Despite not writing any literature himself, he engaged in literary criticism, often contradicting the dominant views in the Ottoman Empire at the time. He defended the power and value of science and philosophy against the Romantic writers of the period, engaging in fierce arguments with Mehmet Tahir and Namık Kemal. He expressed his thoughts on art and philosophy in his work Intikad, which includes his correspondence with Muallim Naci. Upon the death of Victor Hugo in 1885, he wrote a small book about him. This work is considered the first critical monograph written in the history of Turkish literature. In another monograph on Voltaire, he defended positivism.

== Death ==
His son Namık Kemal died at the age of one and a half years old from scarlet fever in 1885, and Beşir Fuad could not get over the impact of the loss. After his mother (who suffered a mental illness) died in March 1886, he started worrying because he thought the disease could be hereditary. He turned to nightlife and had several mistresses, being torn between them and his wife. He had a daughter, Feride, from a French mistress. He fell into financial difficulties by spending his father's inheritance, and decided to kill himself. He took the decision two years before he carried it out, also motivated by his disbelief in afterlife.

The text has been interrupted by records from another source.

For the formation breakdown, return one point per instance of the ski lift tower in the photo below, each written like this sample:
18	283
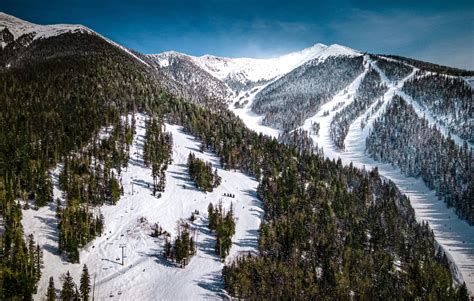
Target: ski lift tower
123	246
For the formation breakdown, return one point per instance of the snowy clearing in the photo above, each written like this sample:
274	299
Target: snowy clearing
454	235
146	275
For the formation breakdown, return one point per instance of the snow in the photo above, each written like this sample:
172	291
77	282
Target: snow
146	275
20	27
251	119
255	70
426	114
454	235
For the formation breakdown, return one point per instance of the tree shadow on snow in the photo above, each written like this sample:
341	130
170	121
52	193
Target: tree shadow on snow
213	283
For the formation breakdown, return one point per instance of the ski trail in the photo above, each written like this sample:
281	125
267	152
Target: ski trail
146	275
454	235
327	112
426	114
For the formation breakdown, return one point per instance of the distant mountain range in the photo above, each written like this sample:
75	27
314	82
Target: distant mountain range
414	115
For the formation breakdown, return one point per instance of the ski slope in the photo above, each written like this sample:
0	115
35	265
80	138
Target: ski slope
146	275
454	235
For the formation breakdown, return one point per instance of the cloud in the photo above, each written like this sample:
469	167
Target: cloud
443	37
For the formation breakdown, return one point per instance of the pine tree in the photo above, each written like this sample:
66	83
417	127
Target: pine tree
85	286
68	290
51	293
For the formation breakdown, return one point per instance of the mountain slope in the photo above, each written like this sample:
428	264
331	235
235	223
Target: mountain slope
324	223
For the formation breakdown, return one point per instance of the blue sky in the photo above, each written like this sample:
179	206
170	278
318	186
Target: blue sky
436	31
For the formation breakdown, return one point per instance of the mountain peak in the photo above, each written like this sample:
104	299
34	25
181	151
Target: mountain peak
18	27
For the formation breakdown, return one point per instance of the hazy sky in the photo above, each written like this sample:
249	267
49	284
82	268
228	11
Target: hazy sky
435	31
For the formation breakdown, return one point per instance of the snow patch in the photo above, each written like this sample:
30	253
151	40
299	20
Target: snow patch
146	275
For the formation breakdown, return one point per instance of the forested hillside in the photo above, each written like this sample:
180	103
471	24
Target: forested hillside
408	142
449	99
328	231
287	102
51	107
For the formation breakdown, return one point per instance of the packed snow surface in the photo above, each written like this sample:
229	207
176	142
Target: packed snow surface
256	70
19	27
146	275
454	235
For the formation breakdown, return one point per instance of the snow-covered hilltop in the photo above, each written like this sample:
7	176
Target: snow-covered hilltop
17	28
226	78
411	120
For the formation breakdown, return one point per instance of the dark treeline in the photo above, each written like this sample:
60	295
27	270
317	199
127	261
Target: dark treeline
183	247
371	88
408	142
202	174
91	177
298	95
432	67
394	70
449	99
157	151
329	231
223	224
51	108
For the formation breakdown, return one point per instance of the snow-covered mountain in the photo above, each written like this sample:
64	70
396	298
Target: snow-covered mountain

He committed suicide on February 5, 1887 by cutting his wrists in his house. He first injected himself with cocaine to relieve the pain, and then cut his wrists. He took notes while he remained conscious, regarding his suicide as a scientific experiment:I performed my operation and did not feel any pain. It hurts a little as the blood flows out. My sister-in-law came downstairs while the blood was flowing. I told her I shut the door because I was writing and send her back. Fortunately she did not come in. I cannot think of a sweeter death than this. I raised my arm like fury to let the blood out. I started to feel dizzy...

He had intended to donate his body to the Imperial School of Medicine, but he was buried in Eyüp Cemetery instead. His tomb was later lost. Beşir Fuad's death was widely reported in the press. Since suicide was a rarely discussed topic in the Ottoman Empire, it was reported as starting a suicide epidemic in Istanbul. Subsequently, Abdul Hamid II's government banned newspapers from publishing news involving suicide.